Klassik - Rezensionen | |
Zwar war man zunächst über die pianistische Zurückhaltung von Johnson überrascht, kennt man ihn doch als überaus kundigen Schubertbegleiter, der die kompositorische Eigenständigkeit seines Klavierparts sehrwohl zu akzentuieren weiß, legte sich dies beim den ersten Liedblock schließenden ‘Erntelied’ D 434.
Bis dahin war der Abend fast eine ‘Ein-Frau-Show’, bei der Christine Schäfer besonders in den Liedern nach Texten von Matthias Claudius eine Demonstration ihrer perfekten Gesangskunst gab. Mit ihrer in allen Lagen profunden Stimme, einem bombensicheren Stimmsitz, der vor allem in den Piano-Anfängen in hoher Lage gefordert ist, und der sie auszeichnenden Beweglichkeit machte Schäfer das Zuhören zu einem Erlebnis.
Hier wurde klassischer Kunstgesang nicht nur vorgeführt, sondern brachte die Lieder zum Leben, und dies meint, daß der Text der Lieder ausgestaltet wurde. Viel zu häufig werden Schuberts Lieder zwar musikalisch und technisch perfekt aufgeführt, bleiben aber fast tot, da die Bedeutung der Textebene vernachlässigt wird. Nicht so bei Christine Schäfer und Graham Johnson. Es sind die kleinen Verzögerungen, die Wortbetonungen, der Reichtum verschiedenartigster Ausdruckmittel und feinste Dynamikveränderungen, die diesen Liederabend zum Hörerlebnis machen: Musik und Text als Einheit.
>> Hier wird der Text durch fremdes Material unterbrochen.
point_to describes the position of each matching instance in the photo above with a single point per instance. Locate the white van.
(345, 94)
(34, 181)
Auf einzelne Lieder einzugehen fällt schwer, was gäbe es alles herauszuheben: ‘Der Blumen Schmerz’ D 731, ‘Die Vögel’ D 691, ‘Bertas Lied in der Nacht’ D 653 und vor allem die Goethevertonungen ‘Thekla’ D 73 und ‘An den Mond’ D 259. Letzteres wurde so eindrucksvoll vorgetragen, daß sogar die stets und ständig in die Pausen hustenden Zuhörer verstummten und den verklungenen Klängen nachlauschten.
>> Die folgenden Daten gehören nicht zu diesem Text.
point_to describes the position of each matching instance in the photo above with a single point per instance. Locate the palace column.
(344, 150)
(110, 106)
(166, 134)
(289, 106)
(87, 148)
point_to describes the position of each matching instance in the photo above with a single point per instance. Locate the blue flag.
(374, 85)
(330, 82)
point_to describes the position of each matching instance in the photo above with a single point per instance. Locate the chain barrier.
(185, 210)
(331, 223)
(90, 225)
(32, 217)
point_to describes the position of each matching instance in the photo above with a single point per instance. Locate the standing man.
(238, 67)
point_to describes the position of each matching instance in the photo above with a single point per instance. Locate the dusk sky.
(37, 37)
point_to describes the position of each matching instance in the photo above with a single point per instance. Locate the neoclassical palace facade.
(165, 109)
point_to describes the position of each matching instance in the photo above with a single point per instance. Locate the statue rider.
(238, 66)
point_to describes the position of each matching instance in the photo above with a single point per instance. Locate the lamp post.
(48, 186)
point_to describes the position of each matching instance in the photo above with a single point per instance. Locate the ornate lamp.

Als Zugaben gab es dann mit ‘Es war ein König in Thule’ und ‘Der Musensohn’ bekannte Schubertlieder. Das Publikum war restlos begeistert und dankte mit standing ovations. So darf man auf den nächsten Schubert-Liederabend Christine Schäfers am 5. Mai 1997 mehr als gespannt sein.